PANDEMİYLE EŞİTSİZLİK DAHA DA GÖRÜNÜR OLDU

Göçmenlerle inşa edilmiş ve kendisini dünyaya çok kültürlülüğü ile global bir şehir olarak tanıtan Singapur’un yeni gelen göçmene tahammülünün olmaması riyakarlığını ortaya koyuyor. 10 yıldan fazladır Singapur'da yaşayan göçmen bir işçinin bile topluma entegre olma hakkı yok o sadece ‘geçici çalışma izni’ olan bir işçi.
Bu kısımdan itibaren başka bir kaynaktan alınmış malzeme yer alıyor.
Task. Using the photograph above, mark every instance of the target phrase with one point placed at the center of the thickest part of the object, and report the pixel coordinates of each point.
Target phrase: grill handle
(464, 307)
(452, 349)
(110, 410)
Öyle ki Singapur hükümeti pandeminin yayılmasında göçmen işçilerin klustırını topluma yayılmasından farklı tutuyor, evet 14 bin vaka var ama topluma yayılan sadece 1100, çoğunluk işçilerin yatakhanesinde diyor, sanki onlar bu şehirde yaşamıyor bu şehrin toplu taşımalarını kullanmıyor. Açıkça ne kadar uzun süre yaşarsan yaşa ne kadar emeğini verirsen ver toplumun bir parçası olma hakkın yok diyor, pandemi sürecinde de ne risk karşısında ne de alınan önlemler karşısında göçmen halkla yerli halkın eşit olmadığını vurguluyor.

Umarız ki yaşadığımız pandemi krizi hem Singapur’u hem dünyayı iyi yönde değiştirir ve pandemi sonrası daha eşit ve adil bir dünyaya uyanırız.